Lo aprovechó muy bien Rafaelillo, que gobernó en la lidia y después en la muleta, dominada por un viento criminal que no permitía mando alguno. Pero el murciano se puso de verdad, echó la moneda y la pata adelante, lo entendió perfecto y a base de bajar la mano, tocar y mandar, lo metió en el canasto.
Los tres o cuatro de inicio por bajo fueron clave en una faena que fue creciendo y en la que hubo licencia hasta para los cambios de mano y ciertas dosis de gusto.
Una estocada perpendicular aunque arriba debió poner en sus manos la oreja que el público pidió. Pero a Muñoz Infante los pañuelos blancos se le resisten los domingos con tíos que dan la cara. No tuvo más que concederla en el cuarto, un toro manso como todos pero muy manejable, que dejó estar y tomó la muleta.

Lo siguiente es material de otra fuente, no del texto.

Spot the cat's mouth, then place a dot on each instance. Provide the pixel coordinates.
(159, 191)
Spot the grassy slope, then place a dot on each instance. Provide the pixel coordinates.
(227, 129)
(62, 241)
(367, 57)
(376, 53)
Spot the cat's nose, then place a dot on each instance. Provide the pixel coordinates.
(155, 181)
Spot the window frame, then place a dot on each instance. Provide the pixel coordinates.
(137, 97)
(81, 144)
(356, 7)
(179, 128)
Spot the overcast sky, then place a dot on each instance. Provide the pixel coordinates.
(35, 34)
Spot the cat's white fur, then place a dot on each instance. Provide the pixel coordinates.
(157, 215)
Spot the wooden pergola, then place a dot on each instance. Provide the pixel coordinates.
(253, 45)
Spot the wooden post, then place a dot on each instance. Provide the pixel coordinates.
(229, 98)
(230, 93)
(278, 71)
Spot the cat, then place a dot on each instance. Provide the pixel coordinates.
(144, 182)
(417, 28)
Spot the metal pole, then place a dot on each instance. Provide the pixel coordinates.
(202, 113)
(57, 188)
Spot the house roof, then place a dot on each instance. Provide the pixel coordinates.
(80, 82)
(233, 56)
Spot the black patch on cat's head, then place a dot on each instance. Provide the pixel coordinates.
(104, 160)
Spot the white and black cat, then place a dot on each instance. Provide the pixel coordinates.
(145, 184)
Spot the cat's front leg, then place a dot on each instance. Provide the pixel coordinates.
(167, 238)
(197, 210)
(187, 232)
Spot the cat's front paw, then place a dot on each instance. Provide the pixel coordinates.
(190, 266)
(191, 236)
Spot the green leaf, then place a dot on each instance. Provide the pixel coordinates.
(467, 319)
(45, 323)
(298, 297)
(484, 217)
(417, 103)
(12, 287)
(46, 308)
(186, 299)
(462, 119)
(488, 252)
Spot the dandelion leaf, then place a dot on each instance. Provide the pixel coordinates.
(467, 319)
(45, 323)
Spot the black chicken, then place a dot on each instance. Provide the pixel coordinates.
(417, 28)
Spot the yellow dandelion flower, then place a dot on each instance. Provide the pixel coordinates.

Rafaelillo lo entendió muy bien. A su aire, sin atacarlo en exceso por abajo para que no se rajase, el murciano lo cuajó en varias series en redondo muy templadas, toreándolo con verticalidad, gusto y aprovechando la inercia del viaje del toro. Y entonces, con el animal más asentado y el torero más a gusto, llegaron las licencias de cambios de mano y muletazos por bajo.
La faena creció con una serie al natural y, sobre todo, dos en redondo. La plaza se volcó con el torero, que tenía en sus manos las dos orejas, pero que él solito se encargó de mandarlas al garete con un pinchazo. Pese a todo, la oreja debió saberle a gloria, y no hay pero que valga.
Fernando Cruz apenas tuvo opciones con su lote. El segundo de Dolores, que no fue capaz de lidiar una corrida completa y que soltó algunos ejemplares que si los lidian Juan Pedro o Garcigrande queman la plaza, fue un morucho.
El quinto, un remiendo de Fernando Peña, tan noble como soso. Con los dos se atascó el de Chamberí. El primero de Joselillo se movió y llegó mucho arriba, aunque sin clase alguna y con violencia en sus embestidas. El de Valladolid lo lució mucho más en una faena que comenzó bien por bajo pero terminó diluida.